Cayenne used in liniments and plasters, or tincture, helps to increase blood flow to areas of the body. When directly applied, the healing properties of cayenne help in the following ways.
- Pain relief — Several studies suggest capsaicin cream can reduce lower back pain.
- Rheumatoid arthritis and osteoarthritis — It’s also recommended for rheumatoid arthritis and osteoarthritis — in addition to muscle or joint pain from fibromyalgia or other causes.
- Diabetic nerve pain — The American Academy of Neurology notes moderate evidence that capsaicin helps to relieve pain from nerve damage in the feet or legs from diabetes, called diabetic peripheral neuropathy.
- Psoriasis — Capsaicin cream can reduce inflammation and itching from psoriasis. Psoriasis is a skin disease that usually appears as patches of raised, red skin covered by a flaky white buildup.
Herbal use and forms
For herbal use, the cayenne peppers are usually ground into a powder. Then they are mixed with other powdered herbs in capsules or made into a tincture.
When consuming cayenne as a spice, it may be eaten raw or cooked. Dried cayenne pepper comes in a powdered form. It can be added to food, or you can stir it into milk, tea, or juice. It’s available in capsule form, as well. For external use, it’s available in creams. Creams should contain at least 0.075 percent capsaicin, in order to be effective.
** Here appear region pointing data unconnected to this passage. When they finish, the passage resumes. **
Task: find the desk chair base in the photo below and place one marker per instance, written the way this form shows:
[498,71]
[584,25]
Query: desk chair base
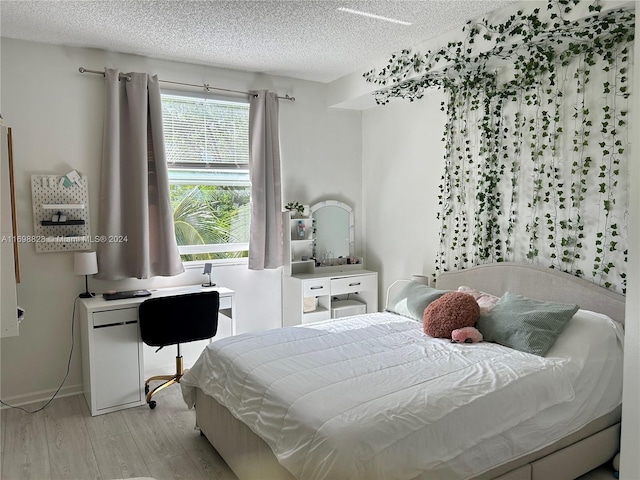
[170,380]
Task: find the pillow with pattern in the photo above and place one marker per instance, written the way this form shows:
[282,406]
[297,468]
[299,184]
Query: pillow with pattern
[485,300]
[525,324]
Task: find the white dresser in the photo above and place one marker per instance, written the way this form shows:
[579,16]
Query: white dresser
[309,297]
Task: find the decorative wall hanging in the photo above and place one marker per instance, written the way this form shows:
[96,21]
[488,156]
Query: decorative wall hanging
[536,138]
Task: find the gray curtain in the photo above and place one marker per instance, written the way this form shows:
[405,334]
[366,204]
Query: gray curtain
[135,216]
[265,241]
For centuries, civilizations around the world have been using herbs to treat diseases and strengthen the body. But it’s important to note that herbs can also trigger side effects — especially if they interact with other medication, supplements, or herbs.
Consult a health care provider for guidance and supervision.
The University of Maryland Medical Center provides some cautionary advice.
“DO NOT give cayenne to children under 2. However, with caution, capsaicin ointment may be used on the skin for older children. DO NOT use topical cayenne ointments for more than 2 days in a row for a child. If you are using cayenne around children, make sure they wash their hands thoroughly after handling cayenne and DO NOT touch their eyes or nose.”
Additional precautionary advice provided by the university.
“DO NOT use capsaicin with a heating pad, and DO NOT apply capsaicin cream immediately before or after a hot shower. After using capsaicin, wash your hands well and avoid touching your eyes. DO NOT apply capsaicin cream to cracked skin or open wounds.”
Experts generally consider capsaicin safe. But it can cause some unpleasant side effects, especially if you’re not used to it. Be careful when you cook with or eat cayenne pepper — or any hot pepper, for that matter. It’s best to start with small amounts, and increase the amount as you get more used to it.